O South China Morning Post publicou este mês um interessante e polémico artigo sobre o ensino de inglês por professores nativos em Hong Kong (Native English Teachers, designado por NET), sob o título “Time to retire the native English teacher scheme”.

O autor, Vaughan Rapatahana, um neozelandês de ascendência maori, é escritor e doutorado em Literatura e Filosofia Existencial. É casado com uma filipina, viveu em vários países asiáticos, em ambientes multilinguísticos, estando actualmente sediado em Hong Kong, onde começou a trabalhar como NET em 2002. Referem-se estes dados para melhor enquadrar Rapatahana e aquilo que defende neste artigo, pois não se trata de todo de um indivíduo proveniente de um meio monocultural e monolinguístico nem sem conhecimento de causa sobre o assunto em apreço.

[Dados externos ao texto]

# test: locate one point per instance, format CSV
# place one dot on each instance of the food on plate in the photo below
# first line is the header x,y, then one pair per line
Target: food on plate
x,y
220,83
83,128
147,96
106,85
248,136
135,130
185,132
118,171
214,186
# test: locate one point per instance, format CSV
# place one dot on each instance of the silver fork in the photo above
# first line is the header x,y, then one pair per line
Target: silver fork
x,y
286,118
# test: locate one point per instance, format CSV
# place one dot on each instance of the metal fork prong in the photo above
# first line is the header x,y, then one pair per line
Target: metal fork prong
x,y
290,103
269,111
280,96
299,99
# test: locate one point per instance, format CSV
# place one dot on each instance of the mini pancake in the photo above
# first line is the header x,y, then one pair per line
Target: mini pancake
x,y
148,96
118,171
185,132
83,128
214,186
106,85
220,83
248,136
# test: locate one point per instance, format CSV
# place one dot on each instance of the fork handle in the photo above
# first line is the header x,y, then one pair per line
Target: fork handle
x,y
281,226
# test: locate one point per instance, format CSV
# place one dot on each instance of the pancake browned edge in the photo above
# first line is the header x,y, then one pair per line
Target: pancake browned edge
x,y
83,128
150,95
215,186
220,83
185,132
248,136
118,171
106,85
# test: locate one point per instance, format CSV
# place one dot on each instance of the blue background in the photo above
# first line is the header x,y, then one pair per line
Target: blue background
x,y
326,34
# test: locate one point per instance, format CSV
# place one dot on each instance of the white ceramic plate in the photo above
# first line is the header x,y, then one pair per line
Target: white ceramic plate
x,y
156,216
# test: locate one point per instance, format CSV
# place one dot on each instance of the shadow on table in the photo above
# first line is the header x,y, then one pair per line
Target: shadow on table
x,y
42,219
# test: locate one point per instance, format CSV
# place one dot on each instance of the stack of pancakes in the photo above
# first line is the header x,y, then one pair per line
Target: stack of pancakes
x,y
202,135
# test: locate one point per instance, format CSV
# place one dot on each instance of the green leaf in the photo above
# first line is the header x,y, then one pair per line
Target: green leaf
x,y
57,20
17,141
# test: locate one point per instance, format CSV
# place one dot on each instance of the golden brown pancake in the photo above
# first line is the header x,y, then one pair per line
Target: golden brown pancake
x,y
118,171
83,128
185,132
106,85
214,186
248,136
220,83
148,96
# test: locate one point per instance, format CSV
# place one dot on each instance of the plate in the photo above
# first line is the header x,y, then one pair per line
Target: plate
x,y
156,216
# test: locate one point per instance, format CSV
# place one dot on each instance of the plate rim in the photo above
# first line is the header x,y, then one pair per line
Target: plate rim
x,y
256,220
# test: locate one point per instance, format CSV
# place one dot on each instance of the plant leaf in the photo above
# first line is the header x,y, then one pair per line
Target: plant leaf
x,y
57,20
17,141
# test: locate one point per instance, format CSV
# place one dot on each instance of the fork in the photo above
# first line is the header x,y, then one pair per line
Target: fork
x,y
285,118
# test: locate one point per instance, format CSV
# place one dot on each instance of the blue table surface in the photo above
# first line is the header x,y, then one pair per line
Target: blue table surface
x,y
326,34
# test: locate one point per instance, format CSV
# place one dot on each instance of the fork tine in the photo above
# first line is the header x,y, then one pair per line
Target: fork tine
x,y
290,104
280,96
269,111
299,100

O NET foi implementado no ensino oficial em Hong Kong nas escolas secundárias e primárias, em 1998/99 e 2002/3, respectivamente. É um sistema que permite às escolas governamentais e às escolas subsidiadas empregar professores de inglês vindos do exterior. O objetivo é proporcionar exposição ao idioma inglês “autêntico” e facultar um enriquecimento cultural aos alunos chineses locais. Espera-se também que estes professores ajudem no desenvolvimento de recursos de ensino e na formação profissional dos professores de inglês nas suas escolas. Os NET são contratados por dois anos renováveis, recebem uma gratificação no final de cada contrato e ainda um subsídio extra destinado a compensar os custos adicionais de viver no exterior. Atualmente há cerca de 800 NET nas escolas de Hong Kong.

Rapatahana chama a este sistema “um elefante branco”, considerando que tem sugado o dinheiro dos contribuintes ao longo dos seus 15 anos de existência. Segundo ele, nunca houve argumentos convincentes e consistentes para o sistema, tratando-se de uma mera resposta à rejeição de pais e alunos quando o chinês foi unilateralmente decretado língua de instrução em 1998, na sequência da transferência de soberania em Hong Kong.

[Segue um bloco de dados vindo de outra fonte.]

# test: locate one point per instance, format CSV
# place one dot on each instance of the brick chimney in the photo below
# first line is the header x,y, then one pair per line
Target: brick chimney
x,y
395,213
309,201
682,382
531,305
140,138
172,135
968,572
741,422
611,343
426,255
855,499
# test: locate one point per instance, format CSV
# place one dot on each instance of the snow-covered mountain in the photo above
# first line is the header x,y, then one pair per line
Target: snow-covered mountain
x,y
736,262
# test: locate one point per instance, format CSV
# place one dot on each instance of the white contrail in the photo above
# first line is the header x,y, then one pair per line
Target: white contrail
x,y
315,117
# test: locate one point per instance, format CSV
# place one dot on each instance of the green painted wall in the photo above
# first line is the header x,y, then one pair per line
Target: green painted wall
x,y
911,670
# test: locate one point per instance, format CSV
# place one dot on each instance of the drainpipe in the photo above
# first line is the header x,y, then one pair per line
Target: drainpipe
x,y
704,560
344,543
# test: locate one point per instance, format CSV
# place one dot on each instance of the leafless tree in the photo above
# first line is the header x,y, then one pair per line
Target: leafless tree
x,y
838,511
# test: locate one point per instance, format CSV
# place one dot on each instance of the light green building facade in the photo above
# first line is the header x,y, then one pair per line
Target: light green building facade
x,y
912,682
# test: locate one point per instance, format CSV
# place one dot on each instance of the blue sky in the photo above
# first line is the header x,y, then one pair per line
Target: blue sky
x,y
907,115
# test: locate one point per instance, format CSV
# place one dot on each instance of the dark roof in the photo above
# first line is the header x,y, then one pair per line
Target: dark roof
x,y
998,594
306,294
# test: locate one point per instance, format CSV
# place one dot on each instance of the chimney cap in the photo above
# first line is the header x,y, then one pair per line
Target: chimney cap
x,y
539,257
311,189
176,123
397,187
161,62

O esquema separa os chamados “falantes nativos de inglês” (quase todos eles estrangeiros e muitos deles monolingues) e os professores de inglês locais, estes últimos detentores das competências culturais e linguísticas necessárias para se entrosarem mais facilmente com a generalidade dos estudantes.

Em Hong Kong, a maioria das pessoas não quer verdadeiramente dominar a língua inglesa e em muitos casos não pode custear a formação necessária para atingir um nível elevado de proficiência na língua. Aliás, esse tipo de proficiência sempre foi acessível apenas a uma elite rica. Rapatahana compara o inglês ao ginseng: o gosto é mau, mas as pessoas sofrem porque acham que precisam dele para “ter sucesso”. Na realidade, poucos usam efetivamente a língua em casa ou em qualquer outro lugar.

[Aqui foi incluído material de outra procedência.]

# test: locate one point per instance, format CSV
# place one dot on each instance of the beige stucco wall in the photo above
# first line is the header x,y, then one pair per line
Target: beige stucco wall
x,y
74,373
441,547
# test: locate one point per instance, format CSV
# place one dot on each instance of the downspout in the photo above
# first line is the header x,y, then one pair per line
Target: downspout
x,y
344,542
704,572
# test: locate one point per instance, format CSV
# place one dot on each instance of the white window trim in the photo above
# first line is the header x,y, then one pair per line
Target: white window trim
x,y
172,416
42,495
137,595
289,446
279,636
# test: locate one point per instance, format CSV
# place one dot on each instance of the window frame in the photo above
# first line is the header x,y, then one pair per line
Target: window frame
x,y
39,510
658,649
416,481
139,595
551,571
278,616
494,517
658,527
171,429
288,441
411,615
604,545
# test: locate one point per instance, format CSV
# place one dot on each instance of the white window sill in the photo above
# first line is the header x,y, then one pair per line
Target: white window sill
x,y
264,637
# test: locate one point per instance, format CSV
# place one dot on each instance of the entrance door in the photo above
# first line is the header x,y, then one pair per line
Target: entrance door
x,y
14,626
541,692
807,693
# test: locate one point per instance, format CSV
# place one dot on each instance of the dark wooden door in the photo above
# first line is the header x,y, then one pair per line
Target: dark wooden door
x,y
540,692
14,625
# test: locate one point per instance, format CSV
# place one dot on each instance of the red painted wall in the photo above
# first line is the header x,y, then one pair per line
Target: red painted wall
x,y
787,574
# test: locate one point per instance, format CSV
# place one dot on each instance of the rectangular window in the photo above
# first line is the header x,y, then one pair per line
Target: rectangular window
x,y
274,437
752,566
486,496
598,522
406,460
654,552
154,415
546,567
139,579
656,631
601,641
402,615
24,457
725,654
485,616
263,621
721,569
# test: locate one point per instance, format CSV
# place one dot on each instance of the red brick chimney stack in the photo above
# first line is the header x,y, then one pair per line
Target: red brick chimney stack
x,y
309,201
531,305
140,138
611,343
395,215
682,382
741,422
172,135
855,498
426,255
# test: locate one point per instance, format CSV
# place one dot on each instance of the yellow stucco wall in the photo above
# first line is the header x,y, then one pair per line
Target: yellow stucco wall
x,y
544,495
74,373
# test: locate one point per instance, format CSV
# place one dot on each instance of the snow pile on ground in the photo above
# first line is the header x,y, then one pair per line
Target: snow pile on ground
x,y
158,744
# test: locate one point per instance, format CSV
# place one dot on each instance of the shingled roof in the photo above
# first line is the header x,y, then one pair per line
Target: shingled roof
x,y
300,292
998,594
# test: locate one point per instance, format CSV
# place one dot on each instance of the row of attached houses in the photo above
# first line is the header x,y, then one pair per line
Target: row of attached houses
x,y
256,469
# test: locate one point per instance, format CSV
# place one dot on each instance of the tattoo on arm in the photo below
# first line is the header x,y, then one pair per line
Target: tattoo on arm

O autor indaga o porquê de tantos despenderem tanta energia para aprender inglês, lutando para se matricular em escolas em que é língua veicular e nas chamadas instituições de elite. Em muitos casos, é uma questão de snobismo: para estas pessoas falar inglês, ou algo semelhante, distingue Hong Kong da China Continental (cujos alunos, ironicamente, dominam melhor a língua inglesa). Mas esta não é a principal razão subjacente à obsessão pelo domínio do inglês-padrão e a que subjaz a todo o sistema NET. O problema é que pais e alunos laboram na crença errónea – inteligentemente instigada desde os tempos coloniais – de que “precisam” da língua inglesa.

O domínio global do inglês foi mantido e incentivado por uma série de instrumentos e interesses anglo-americanos, por razões essencialmente económicas: por exemplo, os defensores ocidentais da língua inglesa ganham muito dinheiro com testes e exames de certificação. Mas também por serem os guardiões das publicações académicas e restringirem o acesso a todo o tipo de revistas; por convencerem universidades a rejeitar as suas línguas maternas como língua de instrução; e por alimentarem o fantasma dos rankings e dos índices de citação, hegemonizando a sua variante da língua inglesa e fazendo com que os falantes não-ingleses vejam frequentemente as suas línguas desvalorizadas.

Defende Rapatahana que em Hong Kong se deve permitir que os professores locais ensinem inglês, sem almejar atingir um domínio da língua desnecessário; não precisa ser um inglês-padrão mítico, nem que seja pelo facto relevante de não haver empregos suficientes a exigir esse nível de mestria. Também não vê qualquer validade na justificação da necessidade de ter proficiência para permitir a Hong Kong “competir” como uma verdadeira cidade “internacional”, para manter a sua “vantagem”: é um mito antigo, a par de outros sobre o “inglês asiático” – mitos propagados por uma comunidade de negócios com fortes laços internacionais.

Conclui, pois, que não há qualquer necessidade do projeto NET, embora bem-intencionado e diligente como muitos dos seus professores são.

Como em Macau este tipo de questões são recorrentes em relação ao português e ao seu ensino – e agora também quanto à cisma com a sua certificação massiva – convirá refletir sobre alguns dos importantes e interessantes pontos levantados pelo autor e sobre a experiência do território vizinho que encontram eco por cá. Dever-se-á apostar na quantidade ou na qualidade? No recurso a professores nativos, muitas vezes descontextualizados, ou na especialização e capacitação de profissionais locais de nível superior para o ensino do português como língua estrangeira?

Vaughan Rapatahana é co-autor do livro Why English? Confronting the Hydra, que será publicado no próximo ano e que poderá certamente ser uma achega útil a esta discussão.